There are a few ways you might see a Fuchsia program generate log messages:

  • the LogSink service
  • the kernel's debuglog
  • a combination of these, routed through stdout or stderr

LogSink/syslog

Components that want to generate log messages call fuchsia.logger/LogSink.Connect. The fuchsia.logger.LogSink service must be allowlisted in the component manifest.

Connect takes a socket, into which the actual log messages are written by the syslog library.

If the socket's buffer is full, the writing thread will drop logs. Dropped messages on the writer side are counted and that count is sent in the next successful message, after which the counter is reset. log_listener prints a warning when it's aware of dropped messages.

The LogSink service must drain all of the sockets it receives quickly enough to prevent messages being dropped on the writer-side. LogSink is responsible for draining those sockets to fill internal buffers. This can result in high CPU usage in both the writing component and the LogSink when logging heavily.

Different languages use different mechanisms to talk to LogSink. See the relevant pages for more information:

debuglog handles

The kernel allows programs to create debuglog handles from the root resource, each handle allowing its owner to write messages into the kernel's shared ring buffer. Each message has a limit of ZX_LOG_RECORD_DATA_MAX bytes, with content in excess being truncated.

In addition to being bindable to file descriptors, debuglog handles can be passed to the debuglog_write and debuglog_read syscalls. The read syscall is used to transfer from the debuglog to the system log.

Components that want to send their standard streams to the debuglog gain access through the fuchsia.boot.WriteOnlyLog protocol.

Most logs written to debuglog handles are written through stdio forwarding.

Standard streams: stdout and stderr

These concepts are familiar to many from other operating systems but their use in Fuchsia can be complicated to follow because they are routed differently in different parts of the system.

Drivers

Drivers log to the LogSink sink service, but do so through the use of zxlogf. This function provides a wrapper around the syslog library, so that each driver will have its own log message socket.

In addition, driver_manager binds stdout and stderr to debuglog. This allows driver_manager to output critical information to the debuglog, or to fallback to the debuglog for certain product configurations where the LogSink service is not available.

Processes

The handles are populated in procargs by appmgr when creating processes and are pulled from fuchsia.sys/LaunchInfo if provided. For example, run-test-component provides its own stdout/stderr handles for test components so it can prevent that output from reaching the klog.
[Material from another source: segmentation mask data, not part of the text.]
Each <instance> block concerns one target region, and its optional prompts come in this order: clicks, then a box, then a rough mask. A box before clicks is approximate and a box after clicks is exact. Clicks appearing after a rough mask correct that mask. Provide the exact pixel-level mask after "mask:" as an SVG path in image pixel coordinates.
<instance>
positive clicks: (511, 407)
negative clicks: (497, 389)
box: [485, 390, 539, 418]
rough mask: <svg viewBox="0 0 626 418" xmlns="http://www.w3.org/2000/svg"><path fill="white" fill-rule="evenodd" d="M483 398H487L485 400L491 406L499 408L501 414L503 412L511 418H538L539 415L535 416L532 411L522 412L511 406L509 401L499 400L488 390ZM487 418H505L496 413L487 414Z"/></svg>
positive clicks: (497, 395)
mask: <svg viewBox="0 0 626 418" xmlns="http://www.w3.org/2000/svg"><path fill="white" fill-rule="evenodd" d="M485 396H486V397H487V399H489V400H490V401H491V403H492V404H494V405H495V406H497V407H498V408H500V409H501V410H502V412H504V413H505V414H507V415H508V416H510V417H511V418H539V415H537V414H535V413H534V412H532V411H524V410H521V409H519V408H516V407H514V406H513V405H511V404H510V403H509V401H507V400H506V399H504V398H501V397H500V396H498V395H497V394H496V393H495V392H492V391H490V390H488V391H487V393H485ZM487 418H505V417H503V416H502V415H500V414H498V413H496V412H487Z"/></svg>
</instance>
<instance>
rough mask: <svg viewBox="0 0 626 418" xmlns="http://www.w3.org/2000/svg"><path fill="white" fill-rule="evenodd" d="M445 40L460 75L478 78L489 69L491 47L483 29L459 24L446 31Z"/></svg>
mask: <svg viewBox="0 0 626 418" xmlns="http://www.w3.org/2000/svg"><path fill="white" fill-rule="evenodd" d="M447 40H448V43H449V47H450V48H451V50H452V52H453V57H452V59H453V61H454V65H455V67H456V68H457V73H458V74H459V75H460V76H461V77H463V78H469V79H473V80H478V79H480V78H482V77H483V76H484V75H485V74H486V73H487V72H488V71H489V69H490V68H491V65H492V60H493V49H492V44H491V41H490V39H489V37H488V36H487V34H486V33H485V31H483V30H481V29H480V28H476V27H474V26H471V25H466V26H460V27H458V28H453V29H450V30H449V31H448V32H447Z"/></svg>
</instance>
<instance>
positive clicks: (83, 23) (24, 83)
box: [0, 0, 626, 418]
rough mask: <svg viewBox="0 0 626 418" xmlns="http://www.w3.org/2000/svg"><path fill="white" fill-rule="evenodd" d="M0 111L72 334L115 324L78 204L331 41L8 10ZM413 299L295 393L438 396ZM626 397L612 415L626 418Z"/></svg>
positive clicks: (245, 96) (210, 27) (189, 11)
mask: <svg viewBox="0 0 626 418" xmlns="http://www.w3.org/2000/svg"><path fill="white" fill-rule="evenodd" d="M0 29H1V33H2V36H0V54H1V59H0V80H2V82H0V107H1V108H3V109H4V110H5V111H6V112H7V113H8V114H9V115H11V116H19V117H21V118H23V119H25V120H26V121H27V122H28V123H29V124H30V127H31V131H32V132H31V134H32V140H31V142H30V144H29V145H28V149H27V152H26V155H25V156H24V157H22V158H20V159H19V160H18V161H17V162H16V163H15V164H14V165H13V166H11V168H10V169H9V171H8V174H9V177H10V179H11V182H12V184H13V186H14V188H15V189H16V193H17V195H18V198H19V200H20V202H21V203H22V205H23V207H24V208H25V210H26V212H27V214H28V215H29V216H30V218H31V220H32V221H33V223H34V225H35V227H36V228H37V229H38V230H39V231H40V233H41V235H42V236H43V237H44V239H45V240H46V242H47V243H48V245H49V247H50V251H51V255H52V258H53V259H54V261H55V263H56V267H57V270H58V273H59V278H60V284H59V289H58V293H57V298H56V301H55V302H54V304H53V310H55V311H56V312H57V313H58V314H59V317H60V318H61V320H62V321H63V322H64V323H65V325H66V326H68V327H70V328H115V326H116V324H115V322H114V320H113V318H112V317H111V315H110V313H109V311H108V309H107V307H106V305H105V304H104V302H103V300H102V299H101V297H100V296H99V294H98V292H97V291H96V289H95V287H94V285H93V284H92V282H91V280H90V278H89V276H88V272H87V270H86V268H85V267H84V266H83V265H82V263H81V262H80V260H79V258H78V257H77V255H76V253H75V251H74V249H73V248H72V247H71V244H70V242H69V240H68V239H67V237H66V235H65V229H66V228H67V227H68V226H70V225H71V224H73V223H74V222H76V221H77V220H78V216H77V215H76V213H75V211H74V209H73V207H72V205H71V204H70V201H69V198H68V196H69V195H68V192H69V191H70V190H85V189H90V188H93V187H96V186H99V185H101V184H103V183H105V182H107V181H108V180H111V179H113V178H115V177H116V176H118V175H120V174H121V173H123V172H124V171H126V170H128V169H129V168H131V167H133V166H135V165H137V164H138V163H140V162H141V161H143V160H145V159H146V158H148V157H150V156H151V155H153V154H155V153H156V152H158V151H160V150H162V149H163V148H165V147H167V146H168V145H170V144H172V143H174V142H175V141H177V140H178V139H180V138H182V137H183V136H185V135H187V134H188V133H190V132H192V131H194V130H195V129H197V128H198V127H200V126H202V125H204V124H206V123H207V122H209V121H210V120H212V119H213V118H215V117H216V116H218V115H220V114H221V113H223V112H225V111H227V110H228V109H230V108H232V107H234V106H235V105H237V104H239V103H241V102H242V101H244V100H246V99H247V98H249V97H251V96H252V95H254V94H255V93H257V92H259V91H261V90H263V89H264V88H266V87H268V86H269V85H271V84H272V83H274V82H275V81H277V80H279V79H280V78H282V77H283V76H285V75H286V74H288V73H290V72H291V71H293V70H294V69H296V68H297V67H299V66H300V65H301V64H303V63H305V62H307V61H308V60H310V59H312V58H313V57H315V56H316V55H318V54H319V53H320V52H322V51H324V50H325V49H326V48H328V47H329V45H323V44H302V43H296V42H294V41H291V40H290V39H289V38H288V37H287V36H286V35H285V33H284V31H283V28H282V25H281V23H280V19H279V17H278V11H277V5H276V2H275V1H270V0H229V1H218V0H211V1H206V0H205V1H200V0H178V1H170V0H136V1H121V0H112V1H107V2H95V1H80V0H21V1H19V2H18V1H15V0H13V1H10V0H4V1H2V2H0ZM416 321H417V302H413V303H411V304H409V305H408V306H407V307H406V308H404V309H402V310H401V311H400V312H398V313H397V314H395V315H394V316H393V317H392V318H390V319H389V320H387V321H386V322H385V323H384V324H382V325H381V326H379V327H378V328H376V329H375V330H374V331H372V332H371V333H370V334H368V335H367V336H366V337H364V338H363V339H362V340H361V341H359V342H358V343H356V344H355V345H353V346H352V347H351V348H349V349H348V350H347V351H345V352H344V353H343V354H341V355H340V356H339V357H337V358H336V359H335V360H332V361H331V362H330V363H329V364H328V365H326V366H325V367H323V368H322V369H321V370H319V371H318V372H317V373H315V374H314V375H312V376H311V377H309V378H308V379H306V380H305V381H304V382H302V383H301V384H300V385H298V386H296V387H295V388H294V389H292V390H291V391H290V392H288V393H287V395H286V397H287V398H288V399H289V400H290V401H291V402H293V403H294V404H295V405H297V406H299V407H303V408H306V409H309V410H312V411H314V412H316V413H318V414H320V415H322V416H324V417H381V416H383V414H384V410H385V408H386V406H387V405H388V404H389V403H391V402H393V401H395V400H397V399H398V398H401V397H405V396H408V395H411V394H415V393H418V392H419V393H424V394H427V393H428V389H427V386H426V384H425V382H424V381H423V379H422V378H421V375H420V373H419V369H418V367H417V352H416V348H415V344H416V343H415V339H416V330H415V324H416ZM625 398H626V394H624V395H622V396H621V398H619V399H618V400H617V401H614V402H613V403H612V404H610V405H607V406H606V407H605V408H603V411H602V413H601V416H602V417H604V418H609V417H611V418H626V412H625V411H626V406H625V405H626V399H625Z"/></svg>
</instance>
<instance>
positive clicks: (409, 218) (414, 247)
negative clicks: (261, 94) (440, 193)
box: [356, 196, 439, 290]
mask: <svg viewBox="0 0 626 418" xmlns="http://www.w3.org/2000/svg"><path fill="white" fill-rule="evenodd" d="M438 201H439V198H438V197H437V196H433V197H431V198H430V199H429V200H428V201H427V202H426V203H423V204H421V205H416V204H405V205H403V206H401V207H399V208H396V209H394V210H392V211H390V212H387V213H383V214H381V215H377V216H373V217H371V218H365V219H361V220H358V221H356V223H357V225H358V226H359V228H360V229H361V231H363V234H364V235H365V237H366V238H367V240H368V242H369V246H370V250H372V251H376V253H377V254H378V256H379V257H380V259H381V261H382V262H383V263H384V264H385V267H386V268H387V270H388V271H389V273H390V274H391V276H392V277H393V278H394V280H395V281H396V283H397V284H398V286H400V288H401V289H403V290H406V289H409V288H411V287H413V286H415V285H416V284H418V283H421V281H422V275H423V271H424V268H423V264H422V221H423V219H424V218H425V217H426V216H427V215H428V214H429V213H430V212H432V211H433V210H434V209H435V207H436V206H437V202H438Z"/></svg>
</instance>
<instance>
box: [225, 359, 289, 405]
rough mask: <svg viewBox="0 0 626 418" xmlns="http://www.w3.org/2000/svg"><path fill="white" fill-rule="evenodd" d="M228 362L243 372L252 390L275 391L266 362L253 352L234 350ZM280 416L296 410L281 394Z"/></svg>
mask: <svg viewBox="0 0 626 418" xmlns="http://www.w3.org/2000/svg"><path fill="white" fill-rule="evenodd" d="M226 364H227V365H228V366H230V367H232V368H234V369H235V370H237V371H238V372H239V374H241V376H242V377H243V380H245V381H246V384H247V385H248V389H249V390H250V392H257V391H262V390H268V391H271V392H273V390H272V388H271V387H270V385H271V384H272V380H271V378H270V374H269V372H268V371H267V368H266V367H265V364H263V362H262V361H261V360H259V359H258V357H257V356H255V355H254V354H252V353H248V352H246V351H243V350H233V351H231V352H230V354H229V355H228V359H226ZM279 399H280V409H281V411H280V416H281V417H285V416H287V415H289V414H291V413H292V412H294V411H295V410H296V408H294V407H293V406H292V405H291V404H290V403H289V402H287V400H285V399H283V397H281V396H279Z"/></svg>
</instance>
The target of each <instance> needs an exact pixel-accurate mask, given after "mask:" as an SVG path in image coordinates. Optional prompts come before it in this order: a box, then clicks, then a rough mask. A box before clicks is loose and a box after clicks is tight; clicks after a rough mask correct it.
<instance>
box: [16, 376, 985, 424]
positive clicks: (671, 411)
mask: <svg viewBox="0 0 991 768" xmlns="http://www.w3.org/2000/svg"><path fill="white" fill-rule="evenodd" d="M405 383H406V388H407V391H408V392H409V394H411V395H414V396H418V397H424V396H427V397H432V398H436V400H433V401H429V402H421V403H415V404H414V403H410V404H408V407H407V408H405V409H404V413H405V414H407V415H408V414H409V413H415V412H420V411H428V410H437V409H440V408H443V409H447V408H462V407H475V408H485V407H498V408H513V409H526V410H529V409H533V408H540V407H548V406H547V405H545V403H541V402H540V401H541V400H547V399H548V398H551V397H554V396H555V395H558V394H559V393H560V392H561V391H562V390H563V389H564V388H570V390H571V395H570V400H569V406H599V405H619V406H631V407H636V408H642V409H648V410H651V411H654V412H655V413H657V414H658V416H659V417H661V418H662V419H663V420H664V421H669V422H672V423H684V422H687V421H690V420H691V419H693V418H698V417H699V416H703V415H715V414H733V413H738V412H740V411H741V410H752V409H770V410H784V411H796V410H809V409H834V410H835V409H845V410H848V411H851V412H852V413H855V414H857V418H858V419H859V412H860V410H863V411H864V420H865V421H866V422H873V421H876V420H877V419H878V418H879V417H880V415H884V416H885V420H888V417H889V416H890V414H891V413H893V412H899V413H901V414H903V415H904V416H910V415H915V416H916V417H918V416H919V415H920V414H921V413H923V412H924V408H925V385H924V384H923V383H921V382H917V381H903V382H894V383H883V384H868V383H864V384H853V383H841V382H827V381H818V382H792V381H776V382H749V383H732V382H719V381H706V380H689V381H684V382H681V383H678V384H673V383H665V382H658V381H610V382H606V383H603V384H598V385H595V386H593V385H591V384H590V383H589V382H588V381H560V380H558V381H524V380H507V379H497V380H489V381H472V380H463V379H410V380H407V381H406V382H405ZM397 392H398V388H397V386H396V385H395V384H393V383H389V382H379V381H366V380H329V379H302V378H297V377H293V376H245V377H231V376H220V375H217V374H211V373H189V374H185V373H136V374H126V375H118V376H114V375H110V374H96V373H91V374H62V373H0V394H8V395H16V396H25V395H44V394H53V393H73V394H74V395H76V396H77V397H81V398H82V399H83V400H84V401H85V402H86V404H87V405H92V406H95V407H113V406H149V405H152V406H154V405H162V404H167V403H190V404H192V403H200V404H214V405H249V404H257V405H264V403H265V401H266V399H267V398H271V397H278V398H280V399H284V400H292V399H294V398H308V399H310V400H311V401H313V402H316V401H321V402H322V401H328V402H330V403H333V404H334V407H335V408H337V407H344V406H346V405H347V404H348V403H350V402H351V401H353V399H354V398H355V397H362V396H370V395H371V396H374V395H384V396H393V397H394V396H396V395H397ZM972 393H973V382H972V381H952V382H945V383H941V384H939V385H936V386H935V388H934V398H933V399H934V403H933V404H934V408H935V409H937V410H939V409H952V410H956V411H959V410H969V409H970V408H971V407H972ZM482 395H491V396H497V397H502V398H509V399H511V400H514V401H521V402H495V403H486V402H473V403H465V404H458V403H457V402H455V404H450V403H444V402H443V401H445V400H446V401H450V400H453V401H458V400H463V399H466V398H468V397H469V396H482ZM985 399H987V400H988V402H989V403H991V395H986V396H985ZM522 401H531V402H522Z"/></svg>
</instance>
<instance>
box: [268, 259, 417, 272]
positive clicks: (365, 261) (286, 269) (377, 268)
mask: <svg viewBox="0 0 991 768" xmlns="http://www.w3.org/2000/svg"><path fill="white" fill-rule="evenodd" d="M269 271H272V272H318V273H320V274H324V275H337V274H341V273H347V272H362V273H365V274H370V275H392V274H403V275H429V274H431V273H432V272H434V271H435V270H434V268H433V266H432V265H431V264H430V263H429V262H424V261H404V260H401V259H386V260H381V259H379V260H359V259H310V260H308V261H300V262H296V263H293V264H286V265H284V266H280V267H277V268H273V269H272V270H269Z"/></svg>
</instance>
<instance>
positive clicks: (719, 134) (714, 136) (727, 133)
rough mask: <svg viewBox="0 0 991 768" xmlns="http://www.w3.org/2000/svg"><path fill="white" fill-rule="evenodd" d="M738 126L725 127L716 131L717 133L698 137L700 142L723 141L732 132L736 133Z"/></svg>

If no fd's are provided by the caller of CreateComponent, then the handles are cloned from appmgr's own stdout and stderr. appmgr populates its own stdio with debuglog handles, using the stdout-to-debuglog library to wire up a handle received from fuchsia.boot.WriteOnlyLog.

Components

Components don't have their stdout and stderr streams captured by default. For ELF components, there are flags used to tell the ELF runner to redirect the output of these stream to the LogSink service. For more information, see the ELF runner section on forwarding stdout and stderr streams.

Forwarding klog to syslog

The Archivist continually reads from the klog and forwards those messages to the main log. Messages from the klog can be dropped by the pipeline if they are rolled out of the klog buffer before the archivist reads them into syslog -- these are not yet tracked.

All kernel log messages are sent to the system log with INFO severity because the debuglog syscalls lack a way to express the severity of a message.